Life is a river, and all of us water molecules.
Most of us appear for a while and then disappear. Our middle name is Transient. We leave ripples, signs of our effect on other molecules, for a short while but they’re changing as fast as we are, and life moves swift, and death comes in due time.
But water molecules cannot write and we, as we join the currents of life, can.
So every now and then we will hear a snippet about someone who has already done all their living and dying, but left just a feint trace. I’m not talking about the great big figures of history, but the more straightforward sorts.
Today I bring you the man who invented Porson’s Law.
Classicists will groan; but stay your hand and click not away.

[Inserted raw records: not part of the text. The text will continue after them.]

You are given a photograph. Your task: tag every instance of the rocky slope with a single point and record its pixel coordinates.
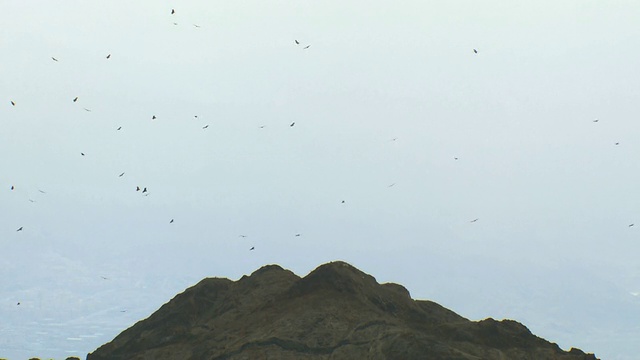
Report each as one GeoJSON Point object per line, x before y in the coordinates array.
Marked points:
{"type": "Point", "coordinates": [335, 312]}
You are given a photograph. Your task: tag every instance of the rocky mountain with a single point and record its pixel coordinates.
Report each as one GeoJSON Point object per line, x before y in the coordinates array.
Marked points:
{"type": "Point", "coordinates": [335, 312]}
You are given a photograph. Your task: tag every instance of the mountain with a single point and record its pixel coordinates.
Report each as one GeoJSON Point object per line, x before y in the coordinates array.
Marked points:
{"type": "Point", "coordinates": [335, 312]}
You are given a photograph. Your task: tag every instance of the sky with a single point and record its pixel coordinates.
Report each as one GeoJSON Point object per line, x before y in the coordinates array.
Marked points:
{"type": "Point", "coordinates": [379, 139]}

Those of you who know anything about Greek poetry will know that rhythm is all. The scholars have terms for every kind of beat, or foot, and every term is a mouthful. Why they couldn’t choose nice prosaic words to represent the whole Ancient Greek beatbox thing I will never know. It gives a new meaning to the term ‘pomposity’.
A few of you will know this subject far better than I do, and many will have come across iambic pentameter. The ‘iambic’ bit describes the beat: unstressed, followed by stressed. De – duh, de-duh, de-duh, de-duh. Etcetera.

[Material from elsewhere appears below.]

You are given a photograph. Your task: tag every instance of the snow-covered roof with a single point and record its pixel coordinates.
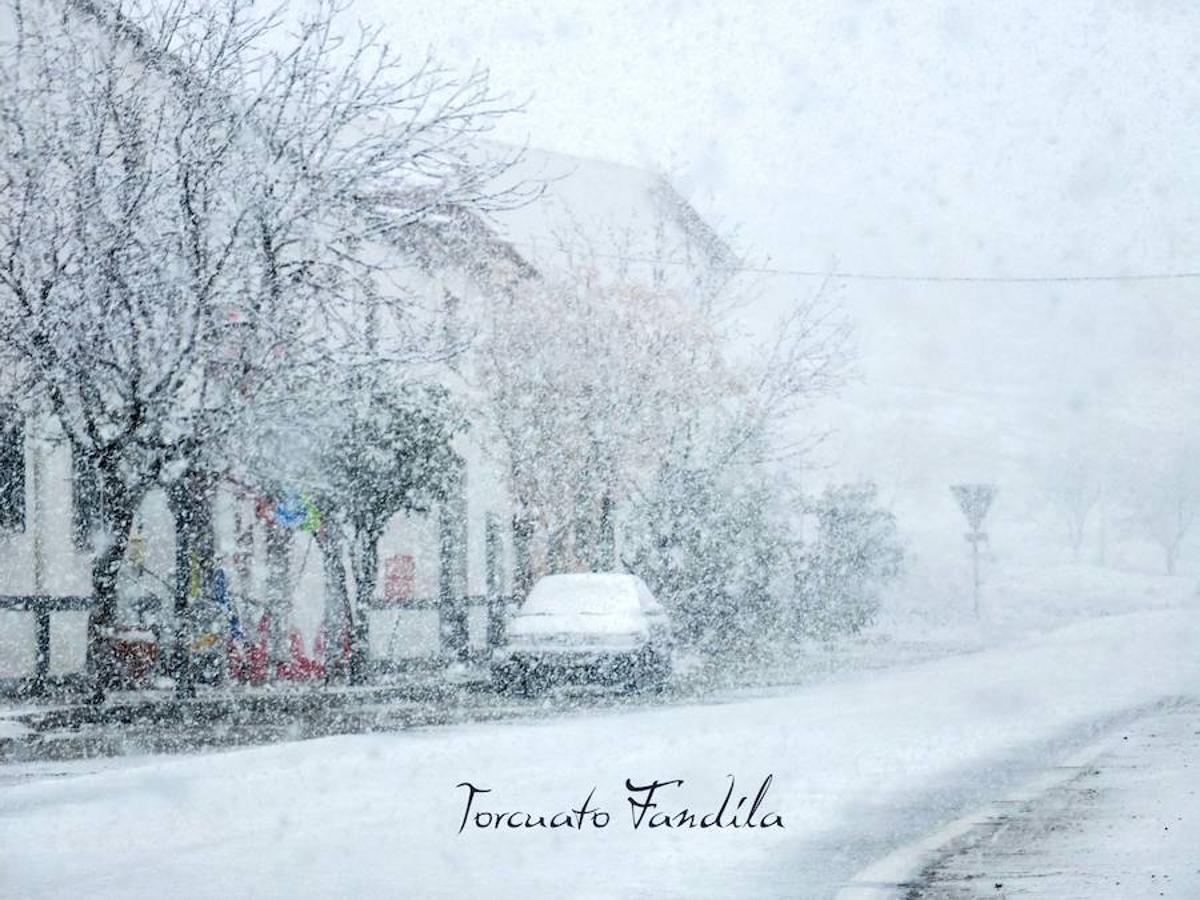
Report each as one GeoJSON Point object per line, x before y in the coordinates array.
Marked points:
{"type": "Point", "coordinates": [606, 204]}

Pentameter means there are five de-duh’s to a line.
When the Greeks wanted to let a stage tragedy all hang out; to cuss a little, to make one of their stage characters informal, they had a special rhythm to do it. It had six de-duh‘s to every line.
Enough, and away to Mr Porson.
Porson noticed that when one of these tragic lines ended in a word which went duh-de-duh,there was always a cheeky short syllable or monosyllable perched just before. And this was, to the scholars of Ancient Greek, a revelation. An epiphany. So much so that they gave Porson his law for all time, and thus he created the tiniest ripple in the great river of life.
You could remember him for this. Or use his conventional biography: the son a highly intelligent couple, a Norfolk weaver and the daughter of a shoemaker, he was brought up cleverly. He spoke Latin before he could speak French, his intelligence attracted attention and a group of intellectuals collected a fund for him to go to Eton; a boy of remarkable abilities but once referred to as ‘an unwinning cub’ ‘he did not fulfil his promise and is rumoured to have stayed up at night during his time at the school, drinking.
He made it to Cambridge, and the rest is obscure academic history.
But I prefer to remember him by something a friend wrote about him.
It concerns a piece of Christian doctrine: the Holy Trinity. The idea that though there is one God, there are three incarnations of him: a father, a son and a spirit.
So one day, Porson was taking a stroll with a Trinity College friend round the streets, and past them hurtled a buggy with three men in it.
Porson’s friend spoke up. “There!” he said. “A perfect illustration of the Trinity!”
“No,” answered Porson. “You must show me one man in three buggies, if you can.”
There. A flash of incisive wit, and he acquires technicolour.
We are transient; but sometimes just a word dashed down onto paper can ensure we live forever.